By Stephanie Ciccarelli
January 21, 2014
Are there times when your voice needs to work double duty?
In addition to keeping hydrated, breathing well and regularly modulating your voice, doing silly characters and vocal acrobatics can also keep your mind and voice engaged during long periods of vocalizing, particularly as it relates to the spoken word.
How do you keep going? What can you do to spur yourself on?
Whether you're practicing, proofreading or simply reading aloud for the sheer joy of it, you'll want to try some of the ideas shared in today's VOX Daily!
Recently, I had the opportunity to read aloud for an extended period of time, indeed for much of my working day.
While reading, I found that to help make the material come alive and not tire my voice, I needed to change the style in which I read as well as fluctuate in pitch. Sometimes I'd change the register I was speaking in and other times, I'd get louder or softer.
The tome in question had to do with voice acting with a word count surpassing 10,000 words.
At one point, I brought what could be considered character voices and accents into the mix.

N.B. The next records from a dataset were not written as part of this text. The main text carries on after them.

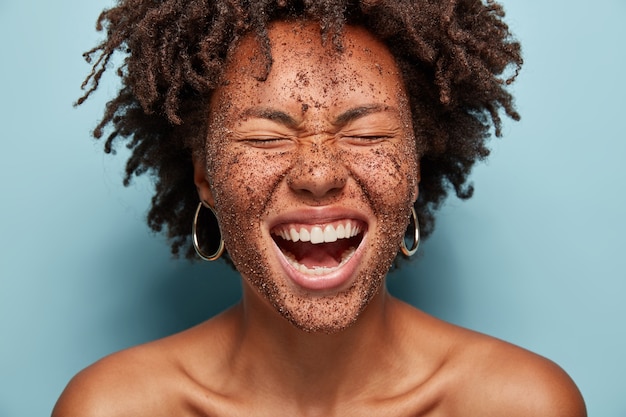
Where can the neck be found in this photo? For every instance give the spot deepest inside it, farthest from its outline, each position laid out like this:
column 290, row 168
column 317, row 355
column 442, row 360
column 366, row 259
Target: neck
column 313, row 366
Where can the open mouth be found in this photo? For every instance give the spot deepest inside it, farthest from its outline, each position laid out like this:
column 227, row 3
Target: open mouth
column 319, row 249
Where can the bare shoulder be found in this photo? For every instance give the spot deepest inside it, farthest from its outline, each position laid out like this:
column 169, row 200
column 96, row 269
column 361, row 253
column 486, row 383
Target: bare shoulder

I tried to stay away from a British type of accent because I tend to fall out of those quite easily and instead veered toward French and something that could barely pass for Transatlantic.
You can just see it, can't you? Hands gesturing, arms in motion, pulling out all the stops. Ah, the joys of reading aloud when you believe that you're alone!
With my editor's cap on, I was able to fly from paragraph to paragraph in this way, nimbly voicing here and there...until the phone rang. Perhaps I should have let the call go, perhaps not. What to do but answer it?
Isn't it funny how one is interrupted while in character? How unexpected, how disorienting!
If I've gone through something like this, chances are you may have had a similar experience. Maybe reading aloud even inspired you to do something. For me, it was to write this post.
During the course of reading a lengthy document, you start to hear not only your voice, but sometimes the voice of a narrator. For me, that voice for the span of five or six words happened to belong to Scott Brick. At any rate, do say I'm not alone in this!
Isn't the creative process a beautiful thing?
What sort of things have you done vocally to make reading aloud more engaging?
Looking forward to hearing from you!